Re: (reiserfs hang at boot) where is the kernel debugger?

2000-10-03 Thread Keith Owens

On Tue, 3 Oct 2000 12:32:37 -0300 (BRST), 
Rik van Riel <[EMAIL PROTECTED]> wrote:
>On Wed, 4 Oct 2000, Keith Owens wrote:
>> Rik van Riel <[EMAIL PROTECTED]> wrote:
>> >Sysrq-T is broken on x86 ;
>> 
>> show_task() calls thread_saved_pc() which is giving bad results.
>> Getting the correct PC for blocked threads is easy,
>> But it does not give you much.  Thread esp and eip are only
>> saved during switch_to(), at which point eip always points to
>> schedule+0x42c.
>
>Yup ;)
>
>So this function will need to look at the call trace and
>give the function that called schedule() ...

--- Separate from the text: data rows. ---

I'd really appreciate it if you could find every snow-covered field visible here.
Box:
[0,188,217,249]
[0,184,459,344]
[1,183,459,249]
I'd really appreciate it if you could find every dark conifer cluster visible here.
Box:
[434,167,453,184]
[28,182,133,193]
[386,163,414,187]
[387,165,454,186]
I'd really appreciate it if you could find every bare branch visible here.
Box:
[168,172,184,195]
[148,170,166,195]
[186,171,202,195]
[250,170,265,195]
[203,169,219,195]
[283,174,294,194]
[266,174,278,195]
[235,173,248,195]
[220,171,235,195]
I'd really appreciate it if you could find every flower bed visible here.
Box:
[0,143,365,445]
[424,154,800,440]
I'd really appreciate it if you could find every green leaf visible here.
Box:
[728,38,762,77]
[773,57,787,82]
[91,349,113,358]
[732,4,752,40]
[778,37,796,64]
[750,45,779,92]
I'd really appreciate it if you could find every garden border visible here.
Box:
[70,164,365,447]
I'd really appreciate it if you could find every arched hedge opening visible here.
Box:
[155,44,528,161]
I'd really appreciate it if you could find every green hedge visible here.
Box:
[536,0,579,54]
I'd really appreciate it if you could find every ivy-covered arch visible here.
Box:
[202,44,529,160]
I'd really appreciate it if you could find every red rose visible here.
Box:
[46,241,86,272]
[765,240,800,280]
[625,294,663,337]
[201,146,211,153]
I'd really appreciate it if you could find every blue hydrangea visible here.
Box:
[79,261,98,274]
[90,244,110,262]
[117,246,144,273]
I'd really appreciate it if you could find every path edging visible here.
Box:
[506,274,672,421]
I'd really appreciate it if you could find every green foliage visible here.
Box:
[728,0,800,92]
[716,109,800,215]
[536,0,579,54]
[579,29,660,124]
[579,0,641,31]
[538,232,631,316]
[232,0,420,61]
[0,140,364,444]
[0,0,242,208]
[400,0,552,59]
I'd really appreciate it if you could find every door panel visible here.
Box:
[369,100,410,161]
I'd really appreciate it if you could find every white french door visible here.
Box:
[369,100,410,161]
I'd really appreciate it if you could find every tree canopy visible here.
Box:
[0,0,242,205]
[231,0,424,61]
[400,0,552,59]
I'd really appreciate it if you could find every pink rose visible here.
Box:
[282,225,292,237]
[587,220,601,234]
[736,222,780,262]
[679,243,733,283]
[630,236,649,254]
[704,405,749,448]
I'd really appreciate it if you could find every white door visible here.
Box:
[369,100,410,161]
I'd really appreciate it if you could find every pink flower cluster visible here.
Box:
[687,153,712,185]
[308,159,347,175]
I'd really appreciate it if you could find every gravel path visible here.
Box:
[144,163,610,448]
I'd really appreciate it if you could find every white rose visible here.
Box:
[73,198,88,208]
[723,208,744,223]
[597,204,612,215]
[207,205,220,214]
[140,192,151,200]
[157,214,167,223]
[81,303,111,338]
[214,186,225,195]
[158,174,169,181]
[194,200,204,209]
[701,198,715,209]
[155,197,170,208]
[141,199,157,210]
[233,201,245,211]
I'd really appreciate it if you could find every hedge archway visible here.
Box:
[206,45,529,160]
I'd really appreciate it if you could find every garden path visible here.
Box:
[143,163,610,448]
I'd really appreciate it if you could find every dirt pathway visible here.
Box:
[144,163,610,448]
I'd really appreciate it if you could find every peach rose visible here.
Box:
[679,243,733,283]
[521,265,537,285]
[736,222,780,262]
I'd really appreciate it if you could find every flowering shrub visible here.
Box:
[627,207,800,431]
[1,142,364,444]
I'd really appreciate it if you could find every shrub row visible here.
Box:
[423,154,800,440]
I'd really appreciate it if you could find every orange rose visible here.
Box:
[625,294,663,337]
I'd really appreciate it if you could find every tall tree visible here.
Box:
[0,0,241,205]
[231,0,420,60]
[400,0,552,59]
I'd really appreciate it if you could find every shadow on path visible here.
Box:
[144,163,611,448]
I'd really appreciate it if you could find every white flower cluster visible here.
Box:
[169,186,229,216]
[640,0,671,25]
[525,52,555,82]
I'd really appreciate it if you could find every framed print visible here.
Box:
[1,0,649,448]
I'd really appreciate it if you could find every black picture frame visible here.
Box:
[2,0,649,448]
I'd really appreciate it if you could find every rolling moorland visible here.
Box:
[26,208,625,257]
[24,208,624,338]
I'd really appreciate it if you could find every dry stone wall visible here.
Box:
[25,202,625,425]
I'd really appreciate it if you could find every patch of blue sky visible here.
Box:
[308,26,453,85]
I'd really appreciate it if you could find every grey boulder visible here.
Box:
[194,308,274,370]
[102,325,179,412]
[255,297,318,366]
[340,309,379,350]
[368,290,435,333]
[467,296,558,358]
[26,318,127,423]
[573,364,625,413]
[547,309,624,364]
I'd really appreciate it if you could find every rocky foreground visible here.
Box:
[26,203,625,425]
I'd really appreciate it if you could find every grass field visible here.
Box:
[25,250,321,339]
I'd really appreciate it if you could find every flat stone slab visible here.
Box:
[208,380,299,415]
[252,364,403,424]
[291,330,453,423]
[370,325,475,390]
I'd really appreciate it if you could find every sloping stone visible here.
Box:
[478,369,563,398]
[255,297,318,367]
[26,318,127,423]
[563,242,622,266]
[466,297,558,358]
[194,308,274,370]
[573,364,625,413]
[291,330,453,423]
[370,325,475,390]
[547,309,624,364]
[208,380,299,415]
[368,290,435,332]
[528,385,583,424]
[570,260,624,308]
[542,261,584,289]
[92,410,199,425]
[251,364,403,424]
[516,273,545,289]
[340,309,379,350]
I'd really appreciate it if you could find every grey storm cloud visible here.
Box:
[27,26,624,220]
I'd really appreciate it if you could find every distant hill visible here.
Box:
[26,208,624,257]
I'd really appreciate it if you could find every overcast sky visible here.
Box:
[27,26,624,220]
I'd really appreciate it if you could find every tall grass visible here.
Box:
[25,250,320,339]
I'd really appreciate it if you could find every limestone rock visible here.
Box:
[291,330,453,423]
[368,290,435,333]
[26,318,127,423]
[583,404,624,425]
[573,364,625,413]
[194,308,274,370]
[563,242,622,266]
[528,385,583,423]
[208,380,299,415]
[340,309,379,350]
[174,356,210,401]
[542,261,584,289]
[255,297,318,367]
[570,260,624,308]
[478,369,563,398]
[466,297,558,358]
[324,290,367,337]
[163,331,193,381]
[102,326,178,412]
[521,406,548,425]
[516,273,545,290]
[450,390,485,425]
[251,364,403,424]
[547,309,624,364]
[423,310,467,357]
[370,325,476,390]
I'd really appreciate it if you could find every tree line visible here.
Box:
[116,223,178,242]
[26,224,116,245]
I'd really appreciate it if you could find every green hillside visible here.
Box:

Shudder.  I had to do that for kdb and it is as ugly as sin.  See
kdba_prologue and kdb_get_next_ar in the kdb patch, especially the
comments at the start of kdb_get_next_ar.  ix86 back trace has special
cases galore.  This is why an oops dumps so much rubbish in the "call
trace" on ix86, it is just too hard to get a correct call trace so we
print anything on stack that might be a kernel or module address and
expect the user to filter out all the false positives.

Also bear in mind that for running threads you have no idea where the
stack pointer is, esp is not saved in the process table unless the
thread blocks.  So sysrq-T cannot even think about looking at the stack
for running threads on other cpus unless you force them to block first.

-
To unsubscribe from this list: send the line "unsubscribe linux-kernel" in
the body of a message to [EMAIL PROTECTED]
Please read the FAQ at http://www.tux.org/lkml/



Re: (reiserfs hang at boot) where is the kernel debugger?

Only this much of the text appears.